I remember Mr. Tobin walking with the students from Brooklyn Tech to Dekalb train station after school let out. He always cared about the students and their safety. He was a calming presence and had something nice to say to the students. It was evident that he really cared about the students and his job. He will be missed. RIP Mr. Tobin. Brooklyn Tech was a better school because of you!

Lee McCaskill

September 14, 2019

John was a dear friend, a mentor and an inspirational person. He molded teachers, administrators and students. He shared what was most important, his time. He led by example and did what was right, not what was popular. He often knew what was right for you, even when you didn"t. Working with him was an honor. Being in his presence was a pleasure. The world is a better place because of him.
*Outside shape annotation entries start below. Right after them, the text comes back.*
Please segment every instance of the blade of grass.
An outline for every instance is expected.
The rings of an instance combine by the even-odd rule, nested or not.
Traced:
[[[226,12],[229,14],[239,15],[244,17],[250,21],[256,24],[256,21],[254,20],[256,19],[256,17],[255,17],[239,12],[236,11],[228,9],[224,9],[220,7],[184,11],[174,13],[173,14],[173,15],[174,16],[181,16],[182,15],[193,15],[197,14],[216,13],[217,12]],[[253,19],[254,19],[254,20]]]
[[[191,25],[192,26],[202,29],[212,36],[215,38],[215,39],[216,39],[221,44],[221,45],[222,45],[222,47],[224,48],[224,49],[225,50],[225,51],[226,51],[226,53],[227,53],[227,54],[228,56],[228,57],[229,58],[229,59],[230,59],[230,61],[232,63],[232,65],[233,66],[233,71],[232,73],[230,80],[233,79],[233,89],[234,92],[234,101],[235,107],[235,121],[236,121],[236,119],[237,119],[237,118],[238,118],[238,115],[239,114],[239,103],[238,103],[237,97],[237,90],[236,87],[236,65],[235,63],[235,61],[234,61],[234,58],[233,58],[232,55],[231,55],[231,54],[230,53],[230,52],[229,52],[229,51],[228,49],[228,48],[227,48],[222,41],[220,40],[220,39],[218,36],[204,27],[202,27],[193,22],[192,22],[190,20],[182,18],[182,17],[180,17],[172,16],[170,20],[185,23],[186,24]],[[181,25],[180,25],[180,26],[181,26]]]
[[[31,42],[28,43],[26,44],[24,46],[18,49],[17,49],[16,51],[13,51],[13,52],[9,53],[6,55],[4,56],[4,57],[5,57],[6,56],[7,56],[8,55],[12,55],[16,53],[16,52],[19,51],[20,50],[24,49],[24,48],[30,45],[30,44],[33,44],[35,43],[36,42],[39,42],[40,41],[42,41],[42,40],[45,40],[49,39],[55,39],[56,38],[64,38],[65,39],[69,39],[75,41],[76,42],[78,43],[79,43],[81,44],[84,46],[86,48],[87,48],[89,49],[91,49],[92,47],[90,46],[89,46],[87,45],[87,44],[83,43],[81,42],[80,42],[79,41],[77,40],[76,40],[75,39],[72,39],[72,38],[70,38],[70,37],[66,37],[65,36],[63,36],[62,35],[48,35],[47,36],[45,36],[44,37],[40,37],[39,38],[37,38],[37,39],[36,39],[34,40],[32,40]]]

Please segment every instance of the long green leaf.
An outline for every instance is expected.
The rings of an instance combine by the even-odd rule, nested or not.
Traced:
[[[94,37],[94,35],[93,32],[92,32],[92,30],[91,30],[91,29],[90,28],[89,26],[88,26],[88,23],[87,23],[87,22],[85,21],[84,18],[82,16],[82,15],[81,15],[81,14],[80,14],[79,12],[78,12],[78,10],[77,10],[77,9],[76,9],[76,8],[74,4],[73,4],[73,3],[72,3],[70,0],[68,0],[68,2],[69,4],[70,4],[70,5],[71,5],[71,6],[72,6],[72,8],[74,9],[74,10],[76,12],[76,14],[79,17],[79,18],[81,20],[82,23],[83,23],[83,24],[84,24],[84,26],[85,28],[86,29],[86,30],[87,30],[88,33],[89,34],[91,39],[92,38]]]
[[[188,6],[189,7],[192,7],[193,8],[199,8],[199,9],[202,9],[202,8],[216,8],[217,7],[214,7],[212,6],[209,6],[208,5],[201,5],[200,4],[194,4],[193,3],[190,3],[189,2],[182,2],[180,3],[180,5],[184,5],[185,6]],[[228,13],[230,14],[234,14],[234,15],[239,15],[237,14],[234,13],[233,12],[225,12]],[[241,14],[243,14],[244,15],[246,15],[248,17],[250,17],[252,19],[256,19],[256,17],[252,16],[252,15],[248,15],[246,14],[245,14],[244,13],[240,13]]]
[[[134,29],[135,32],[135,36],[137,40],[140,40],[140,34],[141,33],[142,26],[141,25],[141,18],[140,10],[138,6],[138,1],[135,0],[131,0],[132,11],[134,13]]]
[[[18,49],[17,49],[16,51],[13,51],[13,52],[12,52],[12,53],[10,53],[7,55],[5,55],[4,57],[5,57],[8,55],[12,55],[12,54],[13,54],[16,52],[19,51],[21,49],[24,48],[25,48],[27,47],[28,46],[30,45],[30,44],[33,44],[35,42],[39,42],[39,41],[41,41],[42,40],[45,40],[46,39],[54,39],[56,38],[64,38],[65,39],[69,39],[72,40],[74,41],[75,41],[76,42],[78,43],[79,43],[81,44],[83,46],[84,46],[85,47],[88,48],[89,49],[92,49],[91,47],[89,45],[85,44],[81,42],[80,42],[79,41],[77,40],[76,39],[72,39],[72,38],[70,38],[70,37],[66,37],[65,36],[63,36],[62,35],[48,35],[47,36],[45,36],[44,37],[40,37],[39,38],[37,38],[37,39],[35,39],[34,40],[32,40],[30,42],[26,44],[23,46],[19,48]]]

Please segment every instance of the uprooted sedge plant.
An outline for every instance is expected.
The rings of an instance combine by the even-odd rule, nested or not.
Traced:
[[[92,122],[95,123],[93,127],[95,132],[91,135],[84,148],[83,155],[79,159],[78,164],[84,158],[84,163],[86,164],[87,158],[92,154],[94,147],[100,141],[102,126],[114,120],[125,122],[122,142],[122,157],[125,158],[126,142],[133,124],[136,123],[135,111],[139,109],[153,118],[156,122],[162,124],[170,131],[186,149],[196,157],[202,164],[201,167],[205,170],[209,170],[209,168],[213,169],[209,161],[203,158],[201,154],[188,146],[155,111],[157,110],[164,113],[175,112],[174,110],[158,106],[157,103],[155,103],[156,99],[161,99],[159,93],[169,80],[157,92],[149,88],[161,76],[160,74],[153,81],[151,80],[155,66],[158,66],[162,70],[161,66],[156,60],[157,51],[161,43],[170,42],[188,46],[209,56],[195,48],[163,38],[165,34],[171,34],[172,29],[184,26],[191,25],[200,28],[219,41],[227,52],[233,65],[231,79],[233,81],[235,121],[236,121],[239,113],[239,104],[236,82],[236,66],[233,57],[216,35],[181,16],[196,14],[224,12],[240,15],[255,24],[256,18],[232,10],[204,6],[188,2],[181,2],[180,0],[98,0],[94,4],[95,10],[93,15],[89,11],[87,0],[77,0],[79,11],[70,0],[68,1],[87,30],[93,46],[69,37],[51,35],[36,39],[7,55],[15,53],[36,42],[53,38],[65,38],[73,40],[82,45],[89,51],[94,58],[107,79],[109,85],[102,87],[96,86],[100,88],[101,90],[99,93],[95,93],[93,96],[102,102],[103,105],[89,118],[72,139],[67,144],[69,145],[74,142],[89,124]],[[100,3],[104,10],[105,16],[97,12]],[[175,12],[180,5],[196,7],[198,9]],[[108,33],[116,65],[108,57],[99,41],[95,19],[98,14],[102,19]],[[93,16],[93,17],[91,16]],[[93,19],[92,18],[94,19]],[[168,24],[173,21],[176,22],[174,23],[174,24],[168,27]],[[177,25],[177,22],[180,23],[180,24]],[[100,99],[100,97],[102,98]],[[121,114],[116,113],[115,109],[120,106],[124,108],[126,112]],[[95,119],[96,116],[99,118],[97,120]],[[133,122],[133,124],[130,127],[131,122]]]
We are better having known him.

Marty McGowan

September 14, 2019

You led by example.
Like so many thousands of students, athletes, parents and friends whose lives you have touched, I'd just like to say thanks for teaching the high school me to believe in myself and to use that energy to help others.
Since high school , not a week goes by without me recalling something positive you said to me . Coach, you helped me then, and you help me now.
Thanks again
Marty McGowan

Salima Khakoo

September 14, 2019

Principal Tobin was the epitomy of a caring educator. He walked the hallways of Brooklyn Tech's 8 floors to greet students while picking up any garbage on the floor to set an example of humble leadership. He invited us to round table meetings to share about our experiences and we used his office to make daily announcements of events at the school. He was open, accessible, and treated students with respect. I am deeply sorry for his loss and wish his family strength and resilience in this sad time.